Speaking of vocalists, there are a handful of contributors who all add something: Kadhja Bonet’s sensual R&B eerily recalls FKA twigs on Plans We Make, while Kiah Victoria’s honey-glazed vocals on Vacancy add to a background hum of arpeggios and throbbing bass.

Meanwhile, the uncredited vocalist on Warning recalls, with incredible precision, the lesser-spotted Anohni (formerly of Antony & the Johnsons) and Holland Andrews’ operatic tone adds grandeur and scale to Sever.



The luxury of time and space allows the music to breathe and develop, which requests (rather than demands) the listener’s attention. But there’s just so damn much of it.

While some of the tracks evoke the stronger elements of Moby’s instrumental work (think God Moving Over The Face Of The Water, or 18), many of them pass by without leaving much, if any, impression.
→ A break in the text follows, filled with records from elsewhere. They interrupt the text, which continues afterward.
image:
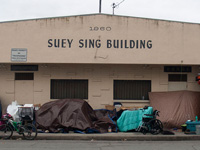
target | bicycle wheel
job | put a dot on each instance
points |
(5, 131)
(29, 131)
(156, 126)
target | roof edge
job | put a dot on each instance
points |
(97, 14)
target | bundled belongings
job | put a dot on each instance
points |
(71, 114)
(177, 107)
(130, 120)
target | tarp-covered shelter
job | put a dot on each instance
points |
(176, 107)
(71, 114)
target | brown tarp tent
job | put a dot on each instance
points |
(176, 107)
(72, 114)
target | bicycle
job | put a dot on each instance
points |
(29, 131)
(151, 124)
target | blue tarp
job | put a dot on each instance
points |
(130, 120)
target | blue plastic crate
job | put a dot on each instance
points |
(191, 125)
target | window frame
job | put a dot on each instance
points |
(64, 96)
(140, 97)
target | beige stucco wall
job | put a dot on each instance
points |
(172, 42)
(100, 79)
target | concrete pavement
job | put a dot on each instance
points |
(120, 136)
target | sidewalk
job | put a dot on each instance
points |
(120, 136)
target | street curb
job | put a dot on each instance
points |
(112, 137)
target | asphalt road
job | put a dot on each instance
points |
(97, 145)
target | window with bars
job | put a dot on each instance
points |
(24, 76)
(132, 89)
(177, 77)
(66, 88)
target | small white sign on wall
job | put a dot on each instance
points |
(19, 54)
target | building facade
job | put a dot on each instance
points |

Every now and again there is a pleasant surprise: Unbind comprises a string arrangement which could be from a ye olde British film score (The Railway Children leapt to your reviewer’s mind) before becoming a band piece with domineering, suffocating guitar. Proof that, when they choose, Son Lux can take the breath away.

The whole piece is driven by a sense of seeping dread, with moments of true poignancy. In that way, it’s a perfect soundtrack to the last 18 months, primarily depression and anxiety (the endless, grinding lockdowns) punctuated by moments of true beauty (the smile of friends and family).

Tomorrows can best be described as a score to a lost Darren Aronofsky project: unsettling, uncomfortable and exhausting. And ultimately incoherent.

Each individual album would stand well on its own terms but taken as a whole, it does get harder and harder to care and, by the end, you’re glad you’ve experienced it but you’re equally glad it’s over.